Sunday, May 14, 2023

The Tech Lobbying Is Coming From Inside The House

The Tech Lobbying Is Coming From Inside The House

I recently wrote about how leading tech lobbyists have redefined the concept of "digital trade" and used it for their own purposes, to protect the viability of their companies and prevent countries that have signed trade agreements from legislation to protect others from using things. such as privacy or the rule of law.

Just in time, the office of Sen. Elizabeth Warren (D-MA) released a report last week showing the continued power of big tech in trade deals, following exactly the usual pattern. The report also reveals how US Trade Representative (USTR) chief official Katherine Tai, who is widely seen as an advocate of a progressive trade agenda that breaks with the past, is recognizing them, at least in the digital economy. .

The report is primarily about a set of emails obtained under the Freedom of Information Act from the progressive coalition Seek Progress. The emails can be seen as former USTR and Commerce Department officials, who now work for tech companies like Amazon, Google and Facebook, hold meetings with current executives and discuss trade deals that are being actively negotiated. .

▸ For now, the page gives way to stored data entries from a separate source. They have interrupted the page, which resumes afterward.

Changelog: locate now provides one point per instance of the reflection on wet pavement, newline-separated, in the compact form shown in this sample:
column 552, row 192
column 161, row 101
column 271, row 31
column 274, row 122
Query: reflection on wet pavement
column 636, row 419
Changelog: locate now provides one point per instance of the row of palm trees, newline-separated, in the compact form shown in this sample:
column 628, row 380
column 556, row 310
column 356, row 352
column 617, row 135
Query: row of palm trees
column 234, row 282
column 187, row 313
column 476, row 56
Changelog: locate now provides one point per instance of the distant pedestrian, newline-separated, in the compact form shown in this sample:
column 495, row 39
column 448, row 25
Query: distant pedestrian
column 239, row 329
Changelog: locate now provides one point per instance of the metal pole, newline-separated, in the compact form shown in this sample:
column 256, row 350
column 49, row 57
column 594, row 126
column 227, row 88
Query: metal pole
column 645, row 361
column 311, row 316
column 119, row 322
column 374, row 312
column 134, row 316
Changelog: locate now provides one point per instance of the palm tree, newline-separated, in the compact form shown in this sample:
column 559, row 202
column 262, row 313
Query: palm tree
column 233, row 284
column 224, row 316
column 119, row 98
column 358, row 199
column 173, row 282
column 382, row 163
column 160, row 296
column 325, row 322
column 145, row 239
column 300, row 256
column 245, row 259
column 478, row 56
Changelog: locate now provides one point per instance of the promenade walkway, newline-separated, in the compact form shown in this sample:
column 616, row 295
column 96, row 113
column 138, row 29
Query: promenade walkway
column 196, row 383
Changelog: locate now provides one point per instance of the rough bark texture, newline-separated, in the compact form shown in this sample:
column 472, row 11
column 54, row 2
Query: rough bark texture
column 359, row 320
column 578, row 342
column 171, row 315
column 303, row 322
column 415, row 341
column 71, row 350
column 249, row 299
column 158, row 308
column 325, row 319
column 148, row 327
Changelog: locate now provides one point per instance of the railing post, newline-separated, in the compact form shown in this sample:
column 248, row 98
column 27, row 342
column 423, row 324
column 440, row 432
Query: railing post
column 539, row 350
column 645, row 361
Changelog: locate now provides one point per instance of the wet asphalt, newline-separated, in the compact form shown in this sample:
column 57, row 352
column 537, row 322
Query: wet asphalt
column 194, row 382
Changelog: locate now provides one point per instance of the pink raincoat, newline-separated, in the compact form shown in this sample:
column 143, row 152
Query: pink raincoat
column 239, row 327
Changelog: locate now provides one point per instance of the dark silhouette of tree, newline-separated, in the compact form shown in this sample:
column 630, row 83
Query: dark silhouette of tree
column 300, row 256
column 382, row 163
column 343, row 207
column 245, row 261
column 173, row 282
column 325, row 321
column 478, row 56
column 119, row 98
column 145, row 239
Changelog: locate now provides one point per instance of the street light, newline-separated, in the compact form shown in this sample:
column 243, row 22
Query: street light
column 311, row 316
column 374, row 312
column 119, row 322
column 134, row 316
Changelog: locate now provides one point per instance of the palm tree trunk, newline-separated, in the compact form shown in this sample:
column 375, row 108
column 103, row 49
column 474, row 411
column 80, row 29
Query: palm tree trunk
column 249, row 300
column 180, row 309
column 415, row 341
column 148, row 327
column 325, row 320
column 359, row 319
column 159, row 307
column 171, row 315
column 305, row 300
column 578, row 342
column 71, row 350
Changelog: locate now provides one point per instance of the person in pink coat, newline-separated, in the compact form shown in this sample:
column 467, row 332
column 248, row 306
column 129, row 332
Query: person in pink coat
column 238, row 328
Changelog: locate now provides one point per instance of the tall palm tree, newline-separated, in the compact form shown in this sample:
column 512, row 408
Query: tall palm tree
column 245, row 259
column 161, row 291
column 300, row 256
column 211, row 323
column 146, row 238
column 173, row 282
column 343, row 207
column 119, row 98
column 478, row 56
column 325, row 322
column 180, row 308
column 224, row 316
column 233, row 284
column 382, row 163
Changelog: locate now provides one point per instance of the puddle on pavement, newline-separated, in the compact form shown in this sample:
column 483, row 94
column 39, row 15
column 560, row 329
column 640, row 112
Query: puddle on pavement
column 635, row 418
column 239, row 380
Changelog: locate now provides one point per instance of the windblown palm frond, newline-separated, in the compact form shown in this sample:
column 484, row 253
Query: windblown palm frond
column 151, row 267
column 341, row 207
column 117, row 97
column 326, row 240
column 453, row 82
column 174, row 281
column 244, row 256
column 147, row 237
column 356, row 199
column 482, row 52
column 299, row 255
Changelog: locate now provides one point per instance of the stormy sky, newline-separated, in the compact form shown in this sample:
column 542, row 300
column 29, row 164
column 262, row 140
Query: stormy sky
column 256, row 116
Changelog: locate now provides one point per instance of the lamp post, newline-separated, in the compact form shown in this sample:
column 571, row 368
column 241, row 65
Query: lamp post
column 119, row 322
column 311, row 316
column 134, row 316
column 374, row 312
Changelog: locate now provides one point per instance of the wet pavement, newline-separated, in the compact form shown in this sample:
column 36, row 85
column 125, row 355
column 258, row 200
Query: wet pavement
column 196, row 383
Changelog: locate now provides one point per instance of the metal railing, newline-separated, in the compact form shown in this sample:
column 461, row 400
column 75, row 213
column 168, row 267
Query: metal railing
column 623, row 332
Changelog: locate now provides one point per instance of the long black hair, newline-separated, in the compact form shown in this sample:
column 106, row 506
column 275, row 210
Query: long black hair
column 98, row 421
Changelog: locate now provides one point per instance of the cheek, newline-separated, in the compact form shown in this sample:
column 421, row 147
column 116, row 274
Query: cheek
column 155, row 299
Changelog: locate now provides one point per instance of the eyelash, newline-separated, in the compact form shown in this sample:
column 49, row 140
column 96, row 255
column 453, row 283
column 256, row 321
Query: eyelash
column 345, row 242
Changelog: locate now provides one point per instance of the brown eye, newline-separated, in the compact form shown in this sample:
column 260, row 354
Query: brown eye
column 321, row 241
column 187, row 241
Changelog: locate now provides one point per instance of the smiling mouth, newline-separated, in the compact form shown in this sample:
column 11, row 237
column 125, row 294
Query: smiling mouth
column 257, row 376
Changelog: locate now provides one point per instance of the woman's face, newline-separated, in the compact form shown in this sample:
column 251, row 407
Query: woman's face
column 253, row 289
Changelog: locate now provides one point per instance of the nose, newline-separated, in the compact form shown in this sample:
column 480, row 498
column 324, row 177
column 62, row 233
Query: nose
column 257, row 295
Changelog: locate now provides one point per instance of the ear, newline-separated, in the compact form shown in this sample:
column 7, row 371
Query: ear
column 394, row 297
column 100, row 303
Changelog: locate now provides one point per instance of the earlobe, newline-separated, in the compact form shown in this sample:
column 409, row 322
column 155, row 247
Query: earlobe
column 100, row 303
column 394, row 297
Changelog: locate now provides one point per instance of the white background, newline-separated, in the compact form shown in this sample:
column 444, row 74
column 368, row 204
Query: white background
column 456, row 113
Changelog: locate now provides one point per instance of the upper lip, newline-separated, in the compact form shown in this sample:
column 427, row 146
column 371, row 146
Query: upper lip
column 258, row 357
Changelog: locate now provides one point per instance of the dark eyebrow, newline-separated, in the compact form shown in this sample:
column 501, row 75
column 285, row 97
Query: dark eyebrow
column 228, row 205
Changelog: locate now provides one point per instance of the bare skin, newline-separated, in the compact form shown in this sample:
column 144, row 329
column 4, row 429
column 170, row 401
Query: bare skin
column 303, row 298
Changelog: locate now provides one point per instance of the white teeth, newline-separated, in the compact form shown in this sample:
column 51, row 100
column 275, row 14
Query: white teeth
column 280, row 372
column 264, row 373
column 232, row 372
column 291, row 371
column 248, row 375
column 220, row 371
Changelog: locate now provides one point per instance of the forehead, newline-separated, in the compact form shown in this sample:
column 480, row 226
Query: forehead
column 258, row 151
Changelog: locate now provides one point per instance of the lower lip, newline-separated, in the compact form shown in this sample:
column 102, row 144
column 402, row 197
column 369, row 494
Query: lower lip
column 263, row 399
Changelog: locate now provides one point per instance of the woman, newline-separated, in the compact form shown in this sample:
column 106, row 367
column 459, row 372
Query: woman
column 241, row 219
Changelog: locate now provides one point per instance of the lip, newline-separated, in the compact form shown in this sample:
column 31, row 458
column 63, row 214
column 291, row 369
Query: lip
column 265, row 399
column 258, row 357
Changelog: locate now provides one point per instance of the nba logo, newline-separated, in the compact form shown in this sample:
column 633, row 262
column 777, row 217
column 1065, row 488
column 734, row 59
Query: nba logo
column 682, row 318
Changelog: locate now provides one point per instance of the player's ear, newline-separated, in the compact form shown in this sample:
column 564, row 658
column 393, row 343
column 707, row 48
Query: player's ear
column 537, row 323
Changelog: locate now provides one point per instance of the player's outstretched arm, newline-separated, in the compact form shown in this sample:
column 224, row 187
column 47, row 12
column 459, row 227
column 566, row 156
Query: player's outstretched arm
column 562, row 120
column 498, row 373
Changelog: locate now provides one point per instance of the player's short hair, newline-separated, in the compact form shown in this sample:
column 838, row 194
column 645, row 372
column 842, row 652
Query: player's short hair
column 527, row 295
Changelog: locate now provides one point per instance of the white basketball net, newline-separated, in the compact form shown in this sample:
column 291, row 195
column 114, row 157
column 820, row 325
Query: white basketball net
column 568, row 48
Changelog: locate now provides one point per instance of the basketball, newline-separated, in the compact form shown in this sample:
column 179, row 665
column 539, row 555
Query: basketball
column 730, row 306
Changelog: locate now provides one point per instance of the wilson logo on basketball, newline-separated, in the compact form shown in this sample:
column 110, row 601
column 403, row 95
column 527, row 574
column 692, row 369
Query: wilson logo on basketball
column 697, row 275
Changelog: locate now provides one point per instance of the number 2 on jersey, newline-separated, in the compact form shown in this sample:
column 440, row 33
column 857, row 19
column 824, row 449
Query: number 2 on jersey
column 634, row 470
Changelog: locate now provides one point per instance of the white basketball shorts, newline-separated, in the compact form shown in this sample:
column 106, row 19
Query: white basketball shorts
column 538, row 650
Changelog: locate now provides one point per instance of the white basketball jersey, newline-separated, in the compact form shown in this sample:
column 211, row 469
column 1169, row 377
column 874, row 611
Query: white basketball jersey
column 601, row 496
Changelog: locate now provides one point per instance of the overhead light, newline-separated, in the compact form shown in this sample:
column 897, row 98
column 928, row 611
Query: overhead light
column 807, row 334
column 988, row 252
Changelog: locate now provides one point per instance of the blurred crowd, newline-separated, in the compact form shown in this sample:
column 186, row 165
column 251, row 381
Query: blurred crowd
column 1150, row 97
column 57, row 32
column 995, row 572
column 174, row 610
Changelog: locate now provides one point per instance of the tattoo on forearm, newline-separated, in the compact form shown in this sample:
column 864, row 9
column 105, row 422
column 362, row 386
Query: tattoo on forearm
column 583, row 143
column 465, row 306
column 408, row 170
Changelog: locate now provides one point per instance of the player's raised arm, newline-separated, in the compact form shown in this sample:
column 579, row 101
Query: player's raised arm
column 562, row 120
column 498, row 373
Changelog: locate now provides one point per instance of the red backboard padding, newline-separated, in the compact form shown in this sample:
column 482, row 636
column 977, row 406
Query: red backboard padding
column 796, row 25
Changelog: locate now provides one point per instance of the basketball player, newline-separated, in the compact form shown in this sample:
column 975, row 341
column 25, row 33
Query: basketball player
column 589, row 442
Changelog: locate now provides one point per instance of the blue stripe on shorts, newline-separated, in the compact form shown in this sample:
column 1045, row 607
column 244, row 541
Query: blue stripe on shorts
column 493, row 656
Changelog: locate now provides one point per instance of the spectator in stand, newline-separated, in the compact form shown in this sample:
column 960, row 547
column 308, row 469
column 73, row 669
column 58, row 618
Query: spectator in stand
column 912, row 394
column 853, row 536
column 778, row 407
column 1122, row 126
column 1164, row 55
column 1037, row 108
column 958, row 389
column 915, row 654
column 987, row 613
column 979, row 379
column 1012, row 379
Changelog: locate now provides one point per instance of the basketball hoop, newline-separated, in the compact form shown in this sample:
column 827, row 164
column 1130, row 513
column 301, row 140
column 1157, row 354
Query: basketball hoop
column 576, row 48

This is exactly the dynamic sociology Wendy Li described in a recent research paper, in which she details the cognitive capture that big technology has achieved largely through meetings, discussions, and ongoing social conversations. This constant contact has enabled lobbyists to penetrate the minds of public officials and adopt their beliefs as official policy. In fact, Warren's article specifically mentions Li's work.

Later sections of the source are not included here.